Shape-morphing Continuum and Articulated Soft Robotic Systems for Manipulation and Mobility
Wearable Robotics and Soft Exoskeletons
Rehabilitation and physical Assist
Human Performance Augmentation
Unconventional Soft Robotic Modules Fabricated through 3D printing, Liquid Polymers, and Textile.
Harvesting, Precision Farming, Crops and Farm environments Monitoring, Inspection, and Data Collection
Umme Kawsar Alam
This research project investigates the dynamics and control of distributed physical interaction between a soft-robotic exoskeleton and the human hand to facilitate fine motor assistive motion and force for performing human-robot collaborative daily activities by individuals with motor function deficiency.
Milad Hadipour
The long-term goal of this research is to enhance the control of soft-bodied robots for operation in unknown, unstructured, and dynamic environments with a high-level of autonomy, adaptation, and resiliency similar to their biological counterparts. The objective of this research project is to use principles of morphological control to develop a distributed control for adaptive and robust operation of soft continuum robotic arms. The morphology of the soft bodies will be exploited mainly from the prospective of shape-changing and stiffness variation corresponding to the desired structural configurations and the physical interactions with the surrounding environment to achieve targeted functionalities (e.g., trajectory tracking, stabilization, and manipulation).

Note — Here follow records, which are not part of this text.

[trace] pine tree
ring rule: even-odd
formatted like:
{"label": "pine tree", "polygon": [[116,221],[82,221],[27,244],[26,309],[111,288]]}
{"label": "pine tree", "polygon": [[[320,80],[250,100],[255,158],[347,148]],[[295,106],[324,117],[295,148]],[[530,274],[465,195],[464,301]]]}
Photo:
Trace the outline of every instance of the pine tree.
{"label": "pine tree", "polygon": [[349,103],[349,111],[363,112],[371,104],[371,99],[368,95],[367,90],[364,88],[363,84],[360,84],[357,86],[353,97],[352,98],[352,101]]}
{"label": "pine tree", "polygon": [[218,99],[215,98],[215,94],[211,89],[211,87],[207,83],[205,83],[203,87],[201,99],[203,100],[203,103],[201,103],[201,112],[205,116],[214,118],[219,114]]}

Ayla Valles, Sabrina Montoya
This research project investigates the design, development, and control of a muscle-driven mechanism for snake-robot locomotion. The demand for developing autonomous robots with capability to adapt and operate in unstructured and unknown environments has recently emerged with potential for a variety of applications such as space exploration, search-and-rescue, and agriculture. Bio-inspired robots have shown potential for these applications. Particularly, biological snakes have fascinated roboticists over the past five decades due to their versatile limbless locomotion that adapt easily to different environments. Most snake-robots were designed as a rigid kinematic-chain with complex motor-driven mechanisms for locomotion. However, the recent advancements in soft-robotics help to enhance the capabilities of snake-robots by designing compliant and structurally deformable bodies that generate more complex motions compared to their rigid counterparts while reducing the cost, weight, and complexity of the structures. In the presented concept, pneumatic artificial muscles (PAMs) were integrated into each side of connecting links of a snake-robot to provide the rotational motion through their alternative contraction/extension. The muscle actuators are alternatively activated by applying pressurized air to move the connecting links relative to one another.
Roman Langenscheidt. Erick Morales, Milad Hadipour, Umme Kawsar Alam, Hayden Zongker
New Mexico-type chile production faces challenges that include increasingly scarce irrigation resources and labor availability. Advanced technologies that have benefited other crops have not been explored for chile; this project seeks to embrace one of these innovations. Robotic technology will be investigated in research objectives including: (1) using sensor-equipped mobile robots to provide real-time data on actual soil and plant status in chile fields to optimize irrigation, (2) investigating water use efficiency (WUE) of chile plants under deficit irrigation, and (3) investigating the use of specialized robotic manipulators for mechanized harvest and pedicel removal of green chile fruit.
Navigating unknown and unstructured environments in space exploration is a challenge which requires versatile robots that can generate complex motions while adapting to the environment. Soft-robotics, as an emerging field inspired by versatile capabilities in soft animals like octopuses and caterpillars, has provided promising solutions to address this challenge. This project aims to investigate morphology of soft-bodied mechanisms for generating adaptive locomotion that facilitates the design of bio-inspired soft-robots for planetary surface exploration. Inherited compliance and large deformation features of soft-bodied robots will be exploited to generate different modes of locomotion. The objectives of this project are: 1) study the kinematics and dynamics of bio-inspired shape-morphing mechanisms for adaptive and versatile locomotion of soft-robots; 2) determine the underlying principles of design for soft-robots with adaptive morphology to achieve higher speed while being energy efficient; and 3) validate these principles by prototyping and testing a group of soft mechanisms for adaptive mobility on different terrains.
In this project, we investigate a novel 3D snake-like robot mechanism with varying orientations between the joint axes of rotations along the body of the robot that enables generating new internal motion patterns lead to agile locomotion with a high traversability mimicking biological snakes' capabilities to navigate across sandy environments and rough terrains. We study the proposed novel mechanism's kinematics, dynamics, motion planning, and control while validating the theoretical framework with a physical testbed.
The goal of this research project is to investigate the development of a theoretical framework for dynamic modeling of continuum and articulated shape-morphing soft robots based on the Timoshenko beam theory (TBT).